Larangan Mengerjakan Shalat Menghadap Orang Tidur dan Mengobrol

Diriwayatkan dari ‘Abdullah bin ‘Abbas r.a, bahwa Rasulullah saw. bersabda, “Janganlah shalat di belakang (menghadap) orang tidur dan orang mengobrol.” (Shahih, HR Abu Dawud [694], Ibnu Majah [959], al-Hakim [IV/270] dan al-Baihaqi [11/279] ath-Thabrani dalam al-Ausath [737]).

Kandungan Bab: 

  1. Dilarang (makruh hukumnya) mengerjakan shalat di belakang (menghadap) orang tidur, karena dikhawatirkan akan terjadi sesuatu yang dapat mengganggu shalatnya. Demikian pendapat Mujahid dan Thawus seperti yang disebutkan oleh Ibnu Abi Syaibah dalam al-Mushannaf [11/258].

    Hadits ‘Aisyah r.a. yang diriwayatkan oleh Bukhari dalam Shahihnya, dalam Bab: “Shalat di Belakang Orang Tidur”, disebutkan di dalamnya, “Bahwa Nabi saw. pernah tidur sedang aku tidur di atas tilam di depan beliau. Apabila beliau hendak mengerjakan witir, maka beliau akan membangunkanku lalu aku pun mengerjakan witir.”

    Hadits tersebut tidaklah bertentangan dengan hadits bab di atas. Karena dalam beberapa riwayat Bukhari menunjukkan bahwa ‘Aisyah hanya berbaring melintang di depan Rasulullah, tidak tidur. Dalam bab sebelumnya disebutkan, “Sungguh aku melihat Rasulullah saw. mengerjakan shalat sementara aku berada di depan beliau, aku berbaring di atas tempat tidur. Sebenarnya aku ingin beranjak untuk suatu hajat namun aku tidak mau menghadap beliau, lalu akupun mundur dengan perlahan.”

    Dalam bab sesudahnya disebutkan, “Aku tidur di hadapan Rasulullah saw, sementara kedua kakiku tepat berada di arah kiblat beliau, apabila hendak sujud beliau menggerakkan kakiku lalu aku pun menariknya. Apabila beliau bangkit (dari sujud) aku pun meluruskannya kembali.”

    Dalam hadits bab di atas, larangan shalat menghadap orang tidur berlaku apabila orang tidur itu sudah tidak sadar terhadap apa yang dilakukannya (lelap-ed.). Wallaahu a’lam. 
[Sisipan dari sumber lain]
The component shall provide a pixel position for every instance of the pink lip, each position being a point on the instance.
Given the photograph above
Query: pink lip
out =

  2. Dilarang (makruh hukumnya) shalat di belakang (menghadap) orang mengobrol. Karena dapat mengganggu konsentrasinya dan dapat mengacaukan ibadahnya serta dapat menghilangkan kekhusyu’annya. Pendapat ini dinukil juga dari ‘Abdullah bin Mas’ud r.a.

Sumber: Diadaptasi dari Syaikh Salim bin ‘Ied al-Hilali, Al-Manaahisy Syar’iyyah fii Shahiihis Sunnah an-Nabawiyyah, atau Ensiklopedi Larangan menurut Al-Qur’an dan As-Sunnah, terj. Abu Ihsan al-Atsari (Pustaka Imam Syafi’i, 2006), hlm. 1/473-474.